I had read about the Holocaust in school, listened to former teachers explain the progression of Nazi rule, and visited Holocaust museums in Orlando, D.C. and Israel, but seeing the horrors in person made it all the more sickening, raw, and terrifying. A textbook cannot describe the nausea that crept up my throat as I stood in the Majdanek gas chamber, where blue spots still splattered the walls from the gas that killed thousands. A picture cannot describe the pain of starvation and Nazi cruelty the way a survivor can. A museum cannot depict the ghosts within the now hallow unused synagogues. Poland is empty now, filled with the memory of what once was and the generations that could have been.
I traveled to Poland with a group called Living Links, a program led by Chabad International to show Jewish college students the tragedies that a museum, textbook, and movie cannot. Together with a group of 65 from all over North America, we walked along the Auschwitz train tracks that had carried our ancestors to the gas chambers, stood in a cattle car that Jews had been sandwiched in and deported to their deaths and cried beside a mass grave of 800 children. At each of those sites, we prayed, sang the songs they once sang in synagogue, or at night before they went to bed. And as we continued on, we sang Matisyahu’s “One Day’, which always brought tears to my eyes. The group held everyone together, offering shoulders to cry on, the beacon of light among the darkness.
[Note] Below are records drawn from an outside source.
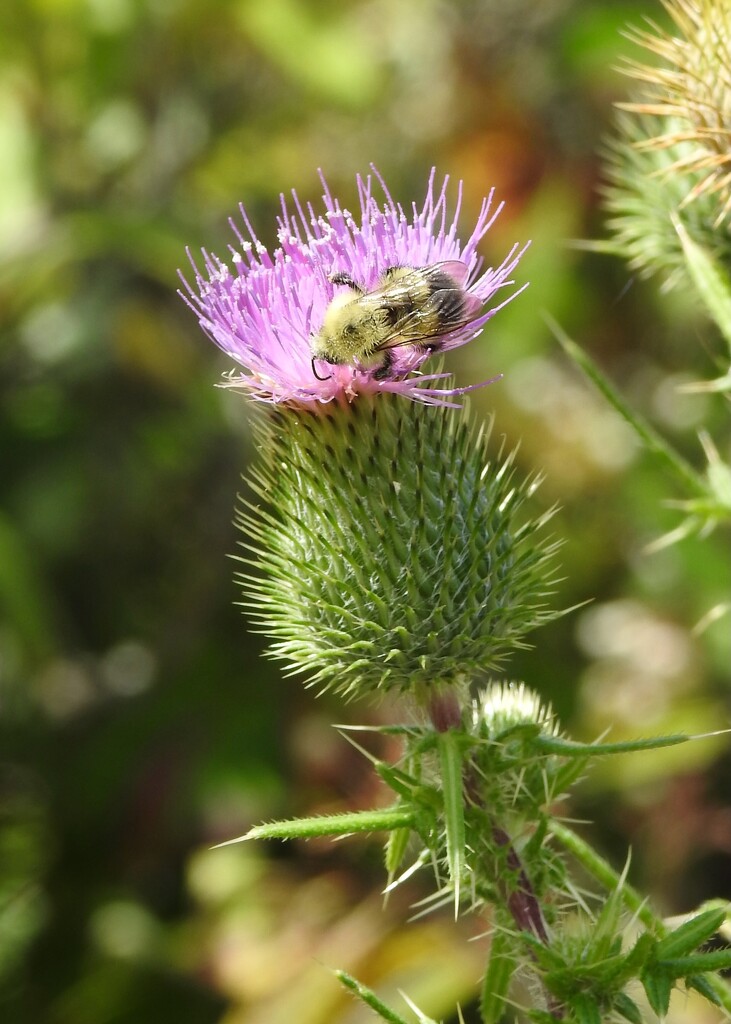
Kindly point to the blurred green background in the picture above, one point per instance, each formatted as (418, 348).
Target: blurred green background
(138, 722)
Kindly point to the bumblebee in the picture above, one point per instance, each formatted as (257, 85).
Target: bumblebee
(416, 306)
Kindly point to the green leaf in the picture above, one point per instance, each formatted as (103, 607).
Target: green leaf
(657, 985)
(710, 279)
(395, 849)
(370, 998)
(719, 960)
(585, 1009)
(572, 749)
(702, 986)
(450, 765)
(501, 968)
(330, 824)
(691, 934)
(641, 953)
(627, 1008)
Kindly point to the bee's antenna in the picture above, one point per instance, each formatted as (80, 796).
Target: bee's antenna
(317, 375)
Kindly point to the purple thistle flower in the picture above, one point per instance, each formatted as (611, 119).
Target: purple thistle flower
(265, 310)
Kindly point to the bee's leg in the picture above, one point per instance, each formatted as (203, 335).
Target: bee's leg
(384, 371)
(344, 279)
(317, 375)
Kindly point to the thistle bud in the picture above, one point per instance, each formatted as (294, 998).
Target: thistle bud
(393, 551)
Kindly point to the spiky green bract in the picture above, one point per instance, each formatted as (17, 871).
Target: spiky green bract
(392, 550)
(645, 192)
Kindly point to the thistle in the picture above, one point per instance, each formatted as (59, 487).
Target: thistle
(390, 547)
(392, 550)
(668, 163)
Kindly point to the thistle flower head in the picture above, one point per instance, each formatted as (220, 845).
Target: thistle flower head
(504, 706)
(690, 92)
(394, 552)
(266, 308)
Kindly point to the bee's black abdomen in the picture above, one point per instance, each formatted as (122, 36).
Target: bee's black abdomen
(445, 298)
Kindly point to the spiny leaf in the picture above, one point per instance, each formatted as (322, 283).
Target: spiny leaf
(627, 1008)
(370, 998)
(331, 824)
(501, 968)
(657, 985)
(450, 764)
(711, 281)
(691, 934)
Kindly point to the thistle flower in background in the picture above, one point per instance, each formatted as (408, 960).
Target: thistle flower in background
(266, 311)
(670, 160)
(692, 92)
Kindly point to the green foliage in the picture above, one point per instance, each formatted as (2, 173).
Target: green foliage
(393, 550)
(138, 724)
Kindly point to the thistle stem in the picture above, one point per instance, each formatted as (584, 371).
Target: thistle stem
(603, 872)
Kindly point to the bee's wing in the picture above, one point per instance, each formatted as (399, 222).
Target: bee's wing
(432, 317)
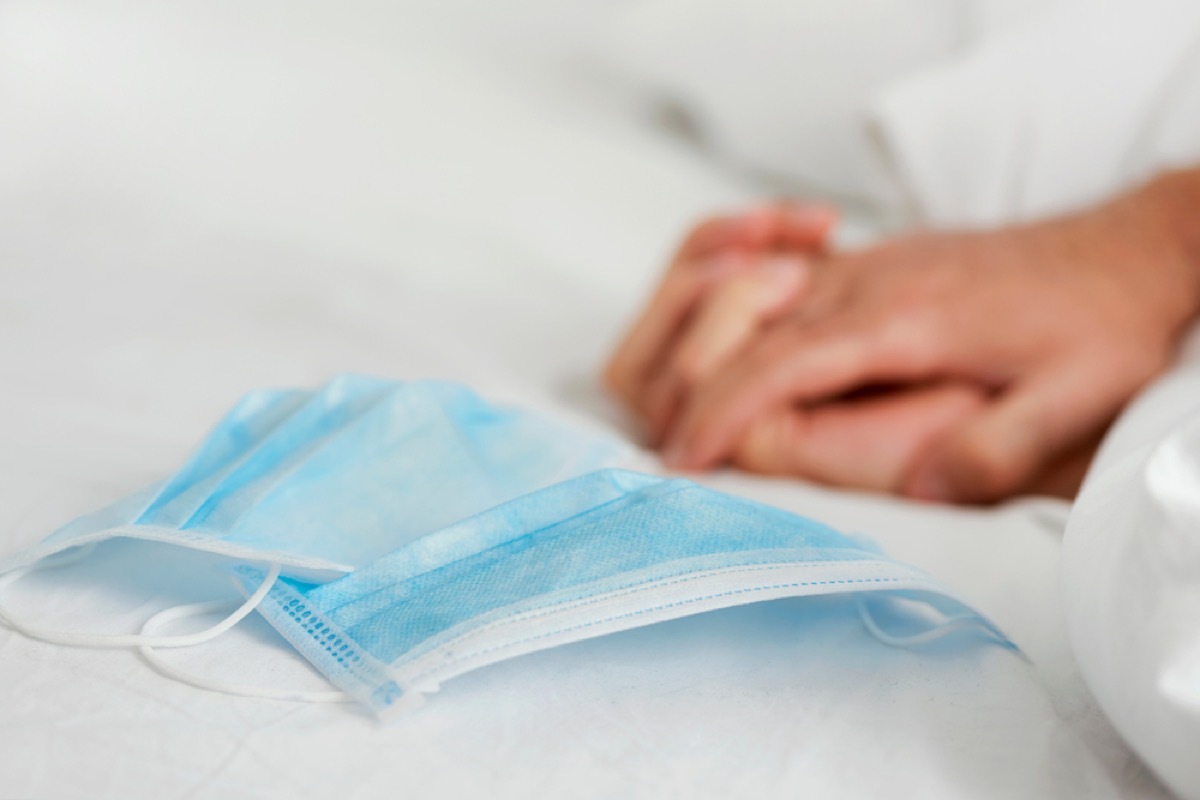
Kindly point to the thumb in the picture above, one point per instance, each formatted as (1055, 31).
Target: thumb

My question was always why. Why did people hate the Jews so much? Throughout history, we were expelled from practically every country across Europe, massacred, picked on. Besides merely exist, what did we do? What drove a human being to kill others so senselessly, to split up families, to intentionally murder infants who could barely walk and speak, to want to exterminate a group? How could people create facilities—concentration camps—with the purpose of instilling death and fear? How could this happen? It hurts to ask these questions, and but it’s important to remember.
We say, “never again”, but it’s still happening. Look at Rwanda. Darfur. Even in our own country, we see violent hatred—the Charlottesville rally, the Pulse shooting, among other vile acts.
On one of our nights in Krakow, a group of Poles shoved two people, punched one in the face, and screamed, “You are not welcome here!” On another, they flashed white supremacy signs at us. I remember walking through a Polish market and seeing Jewish magnets and dolls with the stereotypical large noses, carrying a prayer book and a bag of money, as if he had just robbed a bank.
I look around my world, at the dolls making fun of me, the people being slaughtered for no reason, at the prevalent bullying and at the fear of terrorism. This is 2018. Why can’t we learn?
After returning to the United States, I spent a day walking around New York City, thinking and contemplating. I sat on the subway, stopped by Kosher restaurants, and gazed at the bright blue sky, the sun which I hadn’t seen in a week. I watched the abundance of people slipping past, people of all kinds, colors, living side by side with their own lives. I stayed with my friend who attends Stern College, a Jewish women’s school and stopped by the Spanish Portuguese synagogue by Central Park.
And then, standing right there, in the middle of the busiest city in America, it hit me. Before our plane took off to Poland, Rabbi Zalman, one of the leaders on our trip, said, “You can cut off all the flowers, but you can’t stop the spring from coming.” In New York, I saw that spring. I saw parents pushing children in strollers, people rushing to their jobs, families in line to climb up the Empire State building, and shops bustling with tourists. And when I think of Gainesville, I think of my incredible professional business fraternity, Alpha Kappa Psi, which welcomes people from all backgrounds, as well as my booming Chabad House which gathers around 300 every Friday night for dinner.
The Nazis tried to destroy us, yet we are here stronger than ever. We never lost our spirit.